By default, MySQL (8.0.18 and later) employs hash joins
whenever possible. It is possible to control whether hash
joins are employed using one of the
BNL
and
NO_BNL
optimizer hints, or
by setting
block_nested_loop=on
or
block_nested_loop=off
as part of the
setting for the optimizer_switch server system variable.
MySQL 8.0.18 supported setting a
hash_join
flag in
optimizer_switch
, as well
as the optimizer hints
HASH_JOIN
and
NO_HASH_JOIN
. In MySQL 8.0.19 and later,
none of these have any effect any longer.

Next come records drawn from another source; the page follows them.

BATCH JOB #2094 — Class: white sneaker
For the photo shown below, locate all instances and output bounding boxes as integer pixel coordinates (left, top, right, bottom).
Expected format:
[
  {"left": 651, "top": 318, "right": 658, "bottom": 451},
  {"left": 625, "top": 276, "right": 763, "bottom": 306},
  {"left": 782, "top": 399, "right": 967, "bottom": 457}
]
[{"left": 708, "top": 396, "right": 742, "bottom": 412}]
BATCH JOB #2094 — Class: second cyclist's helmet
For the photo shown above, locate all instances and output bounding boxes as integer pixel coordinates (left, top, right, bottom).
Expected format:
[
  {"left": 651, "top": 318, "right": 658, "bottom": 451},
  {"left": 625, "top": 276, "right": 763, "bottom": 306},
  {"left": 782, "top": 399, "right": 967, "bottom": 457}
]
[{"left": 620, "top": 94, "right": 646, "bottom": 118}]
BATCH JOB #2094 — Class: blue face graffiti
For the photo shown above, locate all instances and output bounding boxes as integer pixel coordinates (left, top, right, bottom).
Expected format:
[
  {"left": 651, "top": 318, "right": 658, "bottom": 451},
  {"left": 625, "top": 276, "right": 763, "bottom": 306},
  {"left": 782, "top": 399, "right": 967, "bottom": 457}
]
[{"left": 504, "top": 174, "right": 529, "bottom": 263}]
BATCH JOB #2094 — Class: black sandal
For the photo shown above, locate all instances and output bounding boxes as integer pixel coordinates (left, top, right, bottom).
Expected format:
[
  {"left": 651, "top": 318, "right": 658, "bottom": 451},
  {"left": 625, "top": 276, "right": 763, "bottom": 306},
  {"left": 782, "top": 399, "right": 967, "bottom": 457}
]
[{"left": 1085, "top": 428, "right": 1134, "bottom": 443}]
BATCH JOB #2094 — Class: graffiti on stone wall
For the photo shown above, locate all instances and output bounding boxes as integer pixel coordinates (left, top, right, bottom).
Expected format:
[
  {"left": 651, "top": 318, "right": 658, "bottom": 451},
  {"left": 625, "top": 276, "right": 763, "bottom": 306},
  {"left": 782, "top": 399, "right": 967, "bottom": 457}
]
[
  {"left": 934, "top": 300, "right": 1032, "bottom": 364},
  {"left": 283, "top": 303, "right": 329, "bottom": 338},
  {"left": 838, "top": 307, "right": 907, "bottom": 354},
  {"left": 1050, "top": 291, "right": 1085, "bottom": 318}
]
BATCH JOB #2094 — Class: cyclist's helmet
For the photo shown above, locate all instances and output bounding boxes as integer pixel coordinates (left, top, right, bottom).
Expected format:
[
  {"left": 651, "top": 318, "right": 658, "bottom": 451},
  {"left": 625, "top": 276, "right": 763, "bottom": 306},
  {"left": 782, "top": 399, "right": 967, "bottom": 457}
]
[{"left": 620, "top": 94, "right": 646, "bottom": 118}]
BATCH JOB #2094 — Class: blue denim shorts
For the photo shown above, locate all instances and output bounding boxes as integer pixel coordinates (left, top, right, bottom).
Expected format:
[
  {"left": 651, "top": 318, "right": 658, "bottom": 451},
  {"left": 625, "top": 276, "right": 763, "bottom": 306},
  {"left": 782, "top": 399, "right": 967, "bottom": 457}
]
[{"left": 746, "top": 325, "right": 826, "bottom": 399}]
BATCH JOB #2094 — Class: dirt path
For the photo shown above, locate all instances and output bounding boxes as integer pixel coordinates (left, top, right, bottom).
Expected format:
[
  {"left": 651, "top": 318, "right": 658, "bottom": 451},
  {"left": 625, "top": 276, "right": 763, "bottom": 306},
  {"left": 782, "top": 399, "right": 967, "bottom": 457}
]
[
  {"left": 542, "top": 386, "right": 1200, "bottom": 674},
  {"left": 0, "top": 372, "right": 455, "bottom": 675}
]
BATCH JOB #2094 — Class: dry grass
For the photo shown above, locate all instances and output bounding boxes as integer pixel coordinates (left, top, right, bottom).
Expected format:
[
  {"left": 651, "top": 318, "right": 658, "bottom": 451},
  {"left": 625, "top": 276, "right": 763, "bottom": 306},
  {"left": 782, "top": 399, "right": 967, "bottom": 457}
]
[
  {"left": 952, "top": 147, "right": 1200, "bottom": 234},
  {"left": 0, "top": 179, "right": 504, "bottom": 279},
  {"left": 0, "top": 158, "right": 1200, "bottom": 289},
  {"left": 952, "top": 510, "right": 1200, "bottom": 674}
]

Beginning with MySQL 8.0.18, MySQL employs a hash join for any query for which each join has an equi-join condition, and in which there are no indexes that can be applied to any join conditions, such as this one:
SELECT *
FROM t1
JOIN t2
ON t1.c1=t2.c1;
A hash join can also be used when there are one or more indexes that can be used for single-table predicates.
A hash join is usually faster than and is intended to be used in such cases instead of the block nested loop algorithm (see Block Nested-Loop Join Algorithm) employed in previous versions of MySQL. Beginning with MySQL 8.0.20, support for block nested loop is removed, and the server employs a hash join wherever a block nested loop would have been used previously.
In the example just shown and the remaining examples in this
section, we assume that the three tables
t1
, t2
, and
t3
have been created using the following
statements:
CREATE TABLE t1 (c1 INT, c2 INT);
CREATE TABLE t2 (c1 INT, c2 INT);
CREATE TABLE t3 (c1 INT, c2 INT);
You can see that a hash join is being employed by using
EXPLAIN
,
like this:
mysql> EXPLAIN
-> SELECT * FROM t1
-> JOIN t2 ON t1.c1=t2.c1\G
*************************** 1. row ***************************
id: 1
select_type: SIMPLE
table: t1
partitions: NULL
type: ALL
possible_keys: NULL
key: NULL
key_len: NULL
ref: NULL
rows: 1
filtered: 100.00
Extra: NULL
*************************** 2. row ***************************
id: 1
select_type: SIMPLE
table: t2
partitions: NULL
type: ALL
possible_keys: NULL
key: NULL
key_len: NULL
ref: NULL
rows: 1
filtered: 100.00
Extra: Using where; Using join buffer (hash join)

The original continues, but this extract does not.